Asking an AI service like Chat GPT for advice, both privately and at work, is becoming increasingly common. Studies have shown that AI is often a good support and sometimes even better than doctors at making diagnoses.
But now, American researchers have scrutinized some of the most common large language models – chat robots – and come to the conclusion that they are not cognitively reliable. They exhibit clear signs of early dementia, according to a study.
The researchers let several chat robots – Chat GPT version 4 and 4o, Claude 3.5 “Sonnet” and Gemini version 1 and 1.5 – take a test used to detect dementia in humans.
Figures in Order
The test includes, for example, drawing a line between different numbers, drawing a clock face with numbers in the correct order, and drawing in a specific time, reproducing a geometric shape, and a memory test.
None of the chat robots got full marks, and most ended up just below the threshold for what is classified as mild cognitive impairment in humans. Just like in humans, older versions of the chat robots performed worse than younger ones.

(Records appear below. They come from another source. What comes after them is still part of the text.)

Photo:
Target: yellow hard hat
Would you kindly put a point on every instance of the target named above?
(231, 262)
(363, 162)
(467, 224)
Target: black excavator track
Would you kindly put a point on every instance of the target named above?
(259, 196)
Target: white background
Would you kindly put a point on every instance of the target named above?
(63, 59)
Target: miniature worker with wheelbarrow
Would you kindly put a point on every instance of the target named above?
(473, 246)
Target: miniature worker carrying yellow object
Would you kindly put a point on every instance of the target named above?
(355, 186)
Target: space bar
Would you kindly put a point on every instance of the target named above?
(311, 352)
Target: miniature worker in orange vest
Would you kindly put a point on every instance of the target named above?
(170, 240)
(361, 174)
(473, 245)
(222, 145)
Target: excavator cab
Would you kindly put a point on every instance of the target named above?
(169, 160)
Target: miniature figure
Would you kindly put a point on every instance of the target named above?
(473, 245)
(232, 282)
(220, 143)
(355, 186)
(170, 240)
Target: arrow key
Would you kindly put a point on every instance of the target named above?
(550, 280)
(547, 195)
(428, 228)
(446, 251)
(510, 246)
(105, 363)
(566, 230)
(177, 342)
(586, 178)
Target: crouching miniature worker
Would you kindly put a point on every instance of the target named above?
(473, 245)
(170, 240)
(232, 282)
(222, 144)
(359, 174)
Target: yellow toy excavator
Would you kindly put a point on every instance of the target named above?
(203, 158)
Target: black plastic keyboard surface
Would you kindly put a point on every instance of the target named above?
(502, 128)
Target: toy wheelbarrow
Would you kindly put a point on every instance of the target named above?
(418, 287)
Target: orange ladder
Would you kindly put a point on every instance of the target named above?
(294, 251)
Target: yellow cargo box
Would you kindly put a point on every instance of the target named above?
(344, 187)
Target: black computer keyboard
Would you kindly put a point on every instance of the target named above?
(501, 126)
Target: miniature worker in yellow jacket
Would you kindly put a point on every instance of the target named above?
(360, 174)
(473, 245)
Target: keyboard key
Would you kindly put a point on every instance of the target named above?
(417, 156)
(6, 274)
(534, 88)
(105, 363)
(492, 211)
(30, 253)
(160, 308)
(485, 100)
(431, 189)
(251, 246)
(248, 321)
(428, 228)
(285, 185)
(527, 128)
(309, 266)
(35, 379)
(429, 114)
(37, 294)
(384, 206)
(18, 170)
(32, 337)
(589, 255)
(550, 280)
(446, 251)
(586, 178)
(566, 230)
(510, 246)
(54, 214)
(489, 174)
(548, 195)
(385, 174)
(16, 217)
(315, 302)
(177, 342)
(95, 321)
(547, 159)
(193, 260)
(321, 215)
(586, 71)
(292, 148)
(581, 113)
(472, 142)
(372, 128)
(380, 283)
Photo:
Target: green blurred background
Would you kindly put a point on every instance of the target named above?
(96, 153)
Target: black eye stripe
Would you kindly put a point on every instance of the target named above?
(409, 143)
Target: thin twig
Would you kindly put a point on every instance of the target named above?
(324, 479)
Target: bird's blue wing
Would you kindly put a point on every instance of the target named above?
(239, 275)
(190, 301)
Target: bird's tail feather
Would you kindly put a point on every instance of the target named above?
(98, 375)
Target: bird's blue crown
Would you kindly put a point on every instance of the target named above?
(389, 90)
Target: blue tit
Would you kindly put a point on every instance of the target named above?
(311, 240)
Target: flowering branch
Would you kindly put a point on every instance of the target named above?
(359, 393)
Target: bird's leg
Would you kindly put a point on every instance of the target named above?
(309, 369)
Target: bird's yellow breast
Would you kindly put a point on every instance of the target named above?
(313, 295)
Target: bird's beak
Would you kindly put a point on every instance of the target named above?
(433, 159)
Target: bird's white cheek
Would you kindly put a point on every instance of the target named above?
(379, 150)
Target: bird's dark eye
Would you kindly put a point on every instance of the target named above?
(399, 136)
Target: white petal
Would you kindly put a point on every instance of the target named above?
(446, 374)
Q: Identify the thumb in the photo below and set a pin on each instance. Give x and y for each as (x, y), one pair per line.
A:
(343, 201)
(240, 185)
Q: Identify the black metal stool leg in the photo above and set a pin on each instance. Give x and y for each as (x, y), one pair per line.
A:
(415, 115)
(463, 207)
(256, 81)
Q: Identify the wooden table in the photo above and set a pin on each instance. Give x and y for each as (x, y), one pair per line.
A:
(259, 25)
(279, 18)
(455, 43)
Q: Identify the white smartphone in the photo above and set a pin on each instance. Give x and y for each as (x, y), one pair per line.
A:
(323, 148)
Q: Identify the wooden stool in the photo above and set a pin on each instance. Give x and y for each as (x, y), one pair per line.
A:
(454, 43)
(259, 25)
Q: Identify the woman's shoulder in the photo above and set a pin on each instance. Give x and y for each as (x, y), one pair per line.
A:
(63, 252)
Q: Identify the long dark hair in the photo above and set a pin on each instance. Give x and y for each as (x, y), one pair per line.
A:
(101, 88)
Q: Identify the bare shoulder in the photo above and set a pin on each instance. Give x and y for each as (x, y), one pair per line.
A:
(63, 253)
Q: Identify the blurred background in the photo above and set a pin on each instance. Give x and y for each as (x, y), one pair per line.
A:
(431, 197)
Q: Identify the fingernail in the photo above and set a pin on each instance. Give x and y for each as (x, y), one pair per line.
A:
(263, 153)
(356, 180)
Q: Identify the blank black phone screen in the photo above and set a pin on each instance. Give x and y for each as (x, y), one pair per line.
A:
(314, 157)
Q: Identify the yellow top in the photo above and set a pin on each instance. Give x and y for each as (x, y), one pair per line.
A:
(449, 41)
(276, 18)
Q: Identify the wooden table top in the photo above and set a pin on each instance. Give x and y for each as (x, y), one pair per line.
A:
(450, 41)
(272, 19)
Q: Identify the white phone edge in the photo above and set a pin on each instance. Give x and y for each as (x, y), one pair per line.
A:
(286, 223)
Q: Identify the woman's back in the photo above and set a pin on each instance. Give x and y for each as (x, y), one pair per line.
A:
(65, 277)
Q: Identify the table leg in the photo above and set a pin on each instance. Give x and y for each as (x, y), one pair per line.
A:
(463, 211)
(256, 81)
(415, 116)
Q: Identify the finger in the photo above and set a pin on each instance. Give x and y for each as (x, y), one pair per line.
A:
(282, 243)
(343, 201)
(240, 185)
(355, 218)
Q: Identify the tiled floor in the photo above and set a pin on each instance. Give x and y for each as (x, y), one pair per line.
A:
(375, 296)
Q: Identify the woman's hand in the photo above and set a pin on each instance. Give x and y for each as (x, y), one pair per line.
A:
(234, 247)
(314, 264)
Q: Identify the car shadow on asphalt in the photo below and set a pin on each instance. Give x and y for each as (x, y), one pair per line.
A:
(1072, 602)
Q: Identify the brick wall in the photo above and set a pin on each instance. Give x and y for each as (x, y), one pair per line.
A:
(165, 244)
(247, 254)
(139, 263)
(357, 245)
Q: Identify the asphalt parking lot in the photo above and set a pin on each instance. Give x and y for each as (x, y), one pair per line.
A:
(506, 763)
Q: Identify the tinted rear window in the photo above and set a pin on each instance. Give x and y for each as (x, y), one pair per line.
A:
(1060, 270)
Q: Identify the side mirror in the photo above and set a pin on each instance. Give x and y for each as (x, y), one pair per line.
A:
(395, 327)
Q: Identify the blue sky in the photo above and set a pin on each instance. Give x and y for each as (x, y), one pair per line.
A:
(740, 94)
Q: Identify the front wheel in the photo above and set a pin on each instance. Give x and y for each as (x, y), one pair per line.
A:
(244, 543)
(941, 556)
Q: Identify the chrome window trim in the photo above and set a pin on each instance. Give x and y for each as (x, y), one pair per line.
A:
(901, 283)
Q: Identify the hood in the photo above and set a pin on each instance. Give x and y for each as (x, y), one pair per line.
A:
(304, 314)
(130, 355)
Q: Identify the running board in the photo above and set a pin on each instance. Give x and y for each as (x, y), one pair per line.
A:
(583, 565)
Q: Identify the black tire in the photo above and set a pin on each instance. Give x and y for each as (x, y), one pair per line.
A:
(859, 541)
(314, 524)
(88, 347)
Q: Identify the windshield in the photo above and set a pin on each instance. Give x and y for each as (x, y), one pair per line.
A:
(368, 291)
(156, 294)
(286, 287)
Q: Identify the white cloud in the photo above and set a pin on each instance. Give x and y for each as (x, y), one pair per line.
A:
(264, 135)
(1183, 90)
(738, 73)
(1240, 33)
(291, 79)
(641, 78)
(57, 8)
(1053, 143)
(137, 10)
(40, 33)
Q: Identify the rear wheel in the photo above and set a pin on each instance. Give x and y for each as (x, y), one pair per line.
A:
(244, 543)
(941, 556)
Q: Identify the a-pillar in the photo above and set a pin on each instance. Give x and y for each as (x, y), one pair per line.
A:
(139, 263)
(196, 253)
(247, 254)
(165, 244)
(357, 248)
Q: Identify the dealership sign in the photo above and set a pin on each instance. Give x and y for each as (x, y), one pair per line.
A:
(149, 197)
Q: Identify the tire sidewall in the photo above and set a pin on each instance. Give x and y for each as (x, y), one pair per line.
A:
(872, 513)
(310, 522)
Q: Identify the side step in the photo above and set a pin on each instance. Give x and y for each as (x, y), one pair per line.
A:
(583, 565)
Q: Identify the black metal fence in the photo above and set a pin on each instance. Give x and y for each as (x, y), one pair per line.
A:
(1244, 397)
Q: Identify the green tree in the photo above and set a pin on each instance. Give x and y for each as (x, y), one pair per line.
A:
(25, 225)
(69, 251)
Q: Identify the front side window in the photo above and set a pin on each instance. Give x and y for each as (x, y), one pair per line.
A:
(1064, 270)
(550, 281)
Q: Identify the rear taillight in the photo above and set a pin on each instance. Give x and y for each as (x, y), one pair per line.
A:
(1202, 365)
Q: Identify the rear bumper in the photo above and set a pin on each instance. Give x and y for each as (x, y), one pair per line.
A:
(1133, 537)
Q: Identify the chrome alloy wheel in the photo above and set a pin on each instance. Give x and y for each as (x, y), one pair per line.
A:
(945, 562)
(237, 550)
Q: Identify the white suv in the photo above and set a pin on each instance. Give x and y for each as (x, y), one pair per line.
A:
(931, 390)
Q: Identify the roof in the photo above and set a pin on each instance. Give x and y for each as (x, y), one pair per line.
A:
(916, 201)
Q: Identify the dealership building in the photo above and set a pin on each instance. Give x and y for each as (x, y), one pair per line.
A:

When it comes to language, attention, and abstract thinking, the chat robots excelled. It was worse when it came to showing empathy or interpreting complex visual images. In tasks that required both visual focus and abstract thinking, it became difficult. They were also terrible at showing empathy.
No Replacement Yet
The researchers point out that they are fully aware of the differences between human brains and language models. But, they write, the findings highlight how poor they are at executive and visual tasks. This indicates that chat robots should not replace human doctors at present.
The study has been published in the scientific journal BMJ's Christmas edition, known for containing research of a more lighthearted nature.